ビートルズとAIと

なにを隠そうビートルズが大好きである。中学生の時に英語の授業で聴いてから、徐々にアルバムを集めたりなんだりして、どっぷりとハマっていった。もう20年弱経つことになる。年を取るわけだ。

そんなビートルズの27年ぶりの新曲が発表される!という発表があったのは10月の終わり。解散して50年経過したバンドの新曲というのはいささか奇妙な話ではある。
それもそのはずで、今回発表された「Now And Then」はビートルズが解散した後にソロ活動をしていたジョン・レノンが録音していたデモテープに、生前のジョージ・ハリスンがギター伴奏をして、存命のポール・マッカートニーとリンゴ・スターが肉付けをした…ということだ。
デモテープ自体は過去に存在が確認されて、その時点では「あまりにも録音状態が悪くてどうにもならない」という評価だったのが、現代のAI技術によってテープ内のジョンの声とピアノの音を分離することに成功。しかもノイズも消したのだという。
ビートルズの4人の名前がクレジットされる曲としては、おそらくこれが正真正銘ラストになるだろうなあ。

そんなAIを駆使して作った曲、「Now And Then」とビートルズの初期の曲をAIを駆使してリマスタリング、ベストアルバムであるところの「赤盤青盤」がさらに新しくなって発売!というAIを駆使したアルバムが発売されたのである。

初期作品にちゃんとしたステレオ化が!

ビートルズの初期作品はモノラル音源を主として作成されたため、ステレオ版は左右で楽器と演奏が別れているなどの謎ミックスが行われてしまっていた。
イヤホンの片方からはボーカルが、もう片方からは楽器の音が。あれ、この曲はポール・マッカートニーが歌っているのに、右からボーカル、左からベースが聞こえるぞ…?といった具合だ。
そんな状況からか、2009年のリマスターバージョンではモノラル音源が採用されていたりと、不遇だった初期作品のステレオバージョン。
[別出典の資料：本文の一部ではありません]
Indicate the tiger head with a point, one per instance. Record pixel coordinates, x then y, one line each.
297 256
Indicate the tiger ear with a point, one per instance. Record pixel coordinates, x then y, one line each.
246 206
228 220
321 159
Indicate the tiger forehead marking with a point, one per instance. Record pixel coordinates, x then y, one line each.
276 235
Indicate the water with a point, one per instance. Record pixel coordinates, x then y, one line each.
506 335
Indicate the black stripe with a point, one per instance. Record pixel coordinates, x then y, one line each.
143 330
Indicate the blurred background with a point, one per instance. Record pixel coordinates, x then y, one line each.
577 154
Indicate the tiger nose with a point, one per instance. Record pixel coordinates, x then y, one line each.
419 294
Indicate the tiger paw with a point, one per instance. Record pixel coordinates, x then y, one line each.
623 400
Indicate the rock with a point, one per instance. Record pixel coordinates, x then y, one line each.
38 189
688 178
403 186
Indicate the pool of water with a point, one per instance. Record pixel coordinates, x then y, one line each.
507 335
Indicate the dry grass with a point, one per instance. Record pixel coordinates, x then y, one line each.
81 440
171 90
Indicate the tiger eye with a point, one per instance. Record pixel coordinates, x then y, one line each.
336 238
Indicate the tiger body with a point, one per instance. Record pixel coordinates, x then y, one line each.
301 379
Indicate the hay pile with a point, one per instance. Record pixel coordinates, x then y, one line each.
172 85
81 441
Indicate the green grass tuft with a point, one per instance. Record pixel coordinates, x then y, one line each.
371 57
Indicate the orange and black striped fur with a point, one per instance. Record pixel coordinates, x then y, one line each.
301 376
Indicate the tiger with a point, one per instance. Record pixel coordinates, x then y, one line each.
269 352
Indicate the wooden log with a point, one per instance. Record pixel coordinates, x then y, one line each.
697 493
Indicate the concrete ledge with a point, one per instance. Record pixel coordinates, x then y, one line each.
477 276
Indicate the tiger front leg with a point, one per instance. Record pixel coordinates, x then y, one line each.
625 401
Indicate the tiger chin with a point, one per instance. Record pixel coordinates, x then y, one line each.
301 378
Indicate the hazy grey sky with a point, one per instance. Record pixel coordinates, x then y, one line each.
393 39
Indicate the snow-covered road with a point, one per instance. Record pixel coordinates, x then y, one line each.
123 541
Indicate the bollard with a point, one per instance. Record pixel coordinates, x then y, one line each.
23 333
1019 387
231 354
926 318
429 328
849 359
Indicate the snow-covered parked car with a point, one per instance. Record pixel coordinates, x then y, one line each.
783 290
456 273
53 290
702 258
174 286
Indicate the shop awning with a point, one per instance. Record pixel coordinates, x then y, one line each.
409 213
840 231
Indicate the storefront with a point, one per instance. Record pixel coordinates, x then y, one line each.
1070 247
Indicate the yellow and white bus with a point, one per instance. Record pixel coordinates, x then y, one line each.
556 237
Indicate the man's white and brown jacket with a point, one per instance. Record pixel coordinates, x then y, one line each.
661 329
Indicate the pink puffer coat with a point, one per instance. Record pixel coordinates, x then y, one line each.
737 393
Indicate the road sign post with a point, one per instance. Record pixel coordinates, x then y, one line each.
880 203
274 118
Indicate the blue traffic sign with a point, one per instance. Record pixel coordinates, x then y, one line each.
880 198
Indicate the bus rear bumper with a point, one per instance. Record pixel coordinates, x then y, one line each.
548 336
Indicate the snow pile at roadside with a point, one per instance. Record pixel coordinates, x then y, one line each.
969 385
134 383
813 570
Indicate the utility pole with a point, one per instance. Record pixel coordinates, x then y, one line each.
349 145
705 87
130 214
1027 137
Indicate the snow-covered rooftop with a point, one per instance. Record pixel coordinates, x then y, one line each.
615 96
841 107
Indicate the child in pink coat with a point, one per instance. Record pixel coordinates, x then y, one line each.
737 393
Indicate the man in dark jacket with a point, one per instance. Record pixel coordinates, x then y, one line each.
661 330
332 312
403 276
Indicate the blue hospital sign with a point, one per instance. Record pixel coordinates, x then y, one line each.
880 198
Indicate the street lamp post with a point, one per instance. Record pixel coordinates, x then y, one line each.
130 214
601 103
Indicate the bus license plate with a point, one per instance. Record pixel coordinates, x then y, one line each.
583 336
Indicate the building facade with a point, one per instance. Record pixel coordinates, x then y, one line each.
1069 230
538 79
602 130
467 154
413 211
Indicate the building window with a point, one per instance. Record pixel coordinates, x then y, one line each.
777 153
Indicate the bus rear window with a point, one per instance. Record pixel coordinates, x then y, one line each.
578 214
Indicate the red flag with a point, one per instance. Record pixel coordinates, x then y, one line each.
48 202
中期から後期の作品では「ちゃんとした」ステレオバージョンが作成されているのでいいんだけどね。

それを今回AIの力でミックスし直し。現代っぽい…というか違和感のないミックスが実現されている。新曲もそうだけど、初期楽曲が「おそらくビートルズがやりたかったけれど、技術的に難しかった」部分を補完されて蘇ったのがすごいことだと思う。

収録曲がよい!

ちなみに今回収録曲も変更されているのだけど、追加された曲が素晴らしい!

最初のアルバム「Please Please Me」の1曲目である「I Saw Her Standing There」は手拍子のひとつひとつに至るまでちゃんと聞こえるし、「Can’t Buy Me Love」はアイドルしていたビートルズを感じることができる。
「A Hard Days Night」ときてアルバム「Rubber Soul」でアイドルからの脱却、「Nowhere Man」や「Girl」に加えて「If I Needed Someone」が入っているのも心憎いですね。
そしてなぜかベスト盤にほぼ選ばれていなかった「Revolver」の曲も多数収録。このブログのタイトルに引用している「I’m Only Sleeping」も逆再生ギターの存在感が上がったんじゃないだろうか…あくびの存在感は確実に上がった。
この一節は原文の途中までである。